4. Select the WebLogic instance that you want to connect to, based on the process ID that you established in step one. Right-click on the instance and select Start Console.
5. This will display the JRockit Mission Control console for the selected WebLogic instance:
6. There are a number of things that we are looking for on this page:
— JVM CPU Usage should be low, not higher than 30 percent ideally.
— Used Java Heap (%) should increase as memory is used, but should come down again when garbage collection occurs.
JRockit Mission control gathers management metrics made available by JRockit at runtime, and makes these visible graphically. The Mission Control console gives us an overview of the CPU and memory usage of the application with graphs of historical data. This gives us an overview that we can use to determine whether applications are having memory- or CPU- related performance problems.
Mission Control can also monitor JVMs remotely; refer to the JRockit documentation for guidelines on achieving this at http://www.oracle.com/technetwork/middleware/jrockit/documentation/index.html
JRockit flight recorder to identify java performance problems:
JRockit Flight Recorder is a component of JRockit Mission control that can be used to record detailed statistics about your application, to be viewed later.

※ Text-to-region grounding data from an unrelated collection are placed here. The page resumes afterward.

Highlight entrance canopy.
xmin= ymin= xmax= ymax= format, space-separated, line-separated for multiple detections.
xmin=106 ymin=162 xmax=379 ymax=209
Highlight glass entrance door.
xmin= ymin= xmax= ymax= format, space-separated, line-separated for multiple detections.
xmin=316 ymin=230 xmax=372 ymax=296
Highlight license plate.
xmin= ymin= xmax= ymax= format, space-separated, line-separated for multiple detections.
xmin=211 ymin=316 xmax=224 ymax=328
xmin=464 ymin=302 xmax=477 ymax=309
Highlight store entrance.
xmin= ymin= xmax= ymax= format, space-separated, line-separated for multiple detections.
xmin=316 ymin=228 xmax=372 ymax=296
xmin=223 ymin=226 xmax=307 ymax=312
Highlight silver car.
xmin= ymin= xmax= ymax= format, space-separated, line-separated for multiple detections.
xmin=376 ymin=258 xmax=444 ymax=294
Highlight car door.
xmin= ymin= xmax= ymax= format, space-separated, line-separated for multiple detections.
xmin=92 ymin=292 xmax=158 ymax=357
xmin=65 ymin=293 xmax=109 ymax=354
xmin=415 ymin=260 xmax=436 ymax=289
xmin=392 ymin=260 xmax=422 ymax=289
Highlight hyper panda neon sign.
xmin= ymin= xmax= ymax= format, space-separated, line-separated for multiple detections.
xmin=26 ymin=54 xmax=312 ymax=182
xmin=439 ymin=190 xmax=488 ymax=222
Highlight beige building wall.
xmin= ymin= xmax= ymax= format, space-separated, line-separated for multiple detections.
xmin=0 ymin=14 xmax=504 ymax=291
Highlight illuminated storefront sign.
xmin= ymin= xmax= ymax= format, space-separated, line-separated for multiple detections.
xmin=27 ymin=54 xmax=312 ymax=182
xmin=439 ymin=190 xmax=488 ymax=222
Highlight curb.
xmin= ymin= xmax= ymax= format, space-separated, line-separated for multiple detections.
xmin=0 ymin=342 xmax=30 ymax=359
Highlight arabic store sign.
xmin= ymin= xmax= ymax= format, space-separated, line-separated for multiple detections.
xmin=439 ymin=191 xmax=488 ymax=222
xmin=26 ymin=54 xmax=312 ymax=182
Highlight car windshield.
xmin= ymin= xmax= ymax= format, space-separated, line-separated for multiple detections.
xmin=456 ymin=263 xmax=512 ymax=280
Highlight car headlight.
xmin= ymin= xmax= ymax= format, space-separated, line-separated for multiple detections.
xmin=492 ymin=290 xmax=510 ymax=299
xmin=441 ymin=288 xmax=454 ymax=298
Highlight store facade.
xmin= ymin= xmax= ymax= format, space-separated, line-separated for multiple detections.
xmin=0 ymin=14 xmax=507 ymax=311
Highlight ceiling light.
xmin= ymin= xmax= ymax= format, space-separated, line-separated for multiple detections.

1. Start JRockit Mission Control by following steps from 1 through 3 as mentioned in previous example.
2. Select the WebLogic instance that you want to connect to, based on the process ID that you established in step 1. Right-click on the instance and select Start Flight Recording. This will display the flight recording settings dialog box.
3. Accept the default Template and Filename settings, and set Name to be something descriptive. Recording Time should be long enough to encapsulate a use case that is considered to be slow. Once you are happy with the settings, click on OK and the recording will begin.
4. While recording is in progress, you can see the remaining time from the Flight Recorder Control view at the bottom of the screen.
5. Once the flight recorder finishes recording, it will open the Overview screen as shown:
This screen displays the overview of the recorded data. The event strip at the top of the screen can be used to select a specific part of the timeline to view. Clicking on Synchronize Selection will keep the selected time range the same across all the viewed screens.
6. Select the Memory tab; this tab shows us a number of interesting statistics about the JVM memory during the runtime. Notice that for more detailed information, you can select one of the subtabs at the bottom of the screen. On this page, we want to check a number of things:
— That the average and maximum Main Pause times are reasonable; for example, below 10 s
— That the heap usage comes down by a reasonable amount when garbage collection occurs, and that it is not just “bouncing around near the top of the graph”
7. Select the CPU/Threads tab. This tab shows the statistics regarding CPU usage and threads. We want to check that the Application + JVM CPU usage does not make up the majority of the total CPU usage, and that the total CPU usage is low (ideally at 30 percent or below).
JRockit Flight Recorder collects a large number of detailed statistics about an application execution, and stores them so that they can be analyzed later. This method allows a more detailed analysis to be performed then, if you are trying to observe the statistics in real time, you can go back and “replay” the gathered statistics to focus on certain time periods. Flight recorder can be executed with a number of profiles; the Normal profile has the lowest overhead, so is most suitable for use in production environments. The other profiles gather more information, but have a higher overhead, so are more suitable when you can reproduce the problem in a test environment. One of the advertised powerful features of JRockit is that the Normal collection profile adds virtually no overhead to the JVM execution time, as the collected metrics are used internally by JRockit during execution for runtime optimization.
It can be helpful to take Flight Recorder profiles of healthy systems, so that if a future release introduces a performance problem, you have a baseline to compare it to.